The Corps’ new economic validation study, mentioned above, is not a policy paper and thus does not directly address the question of who should pay for the proposed second Poe Lock. But it does quantify what the iron ore and steel industries would have to pay under various alternatives — such as using rail to transport the ore — if the proposed new lock was not built. If the users of the proposed second Poe Lock contribute any amount less than the cost of these alternatives, they would be better off on net. Using the alternatives as a proxy for what the users should pay is one way to quantify what the beneficiaries of a second Poe Lock should contribute to the capital cost of the project.

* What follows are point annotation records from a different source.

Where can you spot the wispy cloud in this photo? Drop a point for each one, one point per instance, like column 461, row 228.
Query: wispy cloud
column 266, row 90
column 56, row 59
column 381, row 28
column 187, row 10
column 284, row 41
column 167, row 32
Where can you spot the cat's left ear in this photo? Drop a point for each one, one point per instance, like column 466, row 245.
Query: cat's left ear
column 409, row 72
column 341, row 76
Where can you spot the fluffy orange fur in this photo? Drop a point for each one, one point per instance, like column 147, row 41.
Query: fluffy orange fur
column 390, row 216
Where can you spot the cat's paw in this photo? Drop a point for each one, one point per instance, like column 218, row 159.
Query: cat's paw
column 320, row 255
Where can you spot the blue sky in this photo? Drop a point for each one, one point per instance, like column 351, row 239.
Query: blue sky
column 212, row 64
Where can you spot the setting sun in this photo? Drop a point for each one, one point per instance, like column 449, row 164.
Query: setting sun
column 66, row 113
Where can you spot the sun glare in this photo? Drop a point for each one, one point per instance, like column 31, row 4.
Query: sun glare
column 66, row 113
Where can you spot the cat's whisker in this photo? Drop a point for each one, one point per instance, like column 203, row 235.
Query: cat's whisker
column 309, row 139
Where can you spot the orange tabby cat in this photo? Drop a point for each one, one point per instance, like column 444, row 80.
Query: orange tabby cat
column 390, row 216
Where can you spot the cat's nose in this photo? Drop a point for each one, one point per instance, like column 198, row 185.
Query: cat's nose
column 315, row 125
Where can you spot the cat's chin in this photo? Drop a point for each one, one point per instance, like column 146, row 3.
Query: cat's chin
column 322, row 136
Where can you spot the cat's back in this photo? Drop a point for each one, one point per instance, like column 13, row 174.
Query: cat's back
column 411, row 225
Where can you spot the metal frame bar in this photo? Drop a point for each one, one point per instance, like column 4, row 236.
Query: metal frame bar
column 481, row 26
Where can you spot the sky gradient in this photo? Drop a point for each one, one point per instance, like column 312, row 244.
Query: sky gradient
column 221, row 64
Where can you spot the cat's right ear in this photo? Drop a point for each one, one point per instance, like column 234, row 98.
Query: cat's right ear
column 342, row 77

Alternatively, the Soo Locks could be made part of the Inland Waterway System, with the same tax on fuel as applies to inland waterway users or with lockage fees imposed, as the Bush II, Obama and Trump administrations have proposed.
Given our nation’s $22 trillion debt, taxpayers should not be underwriting the capital costs of projects like the Poe Lock. Instead, it is long past time for Congress to assign the operations and maintenance costs of locks to the users of those locks.
William B. Newman, Jr. is a policy analyst and consultant in Washington, D.C., who writes on privatization and transportation issues. He is a former executive of Conrail.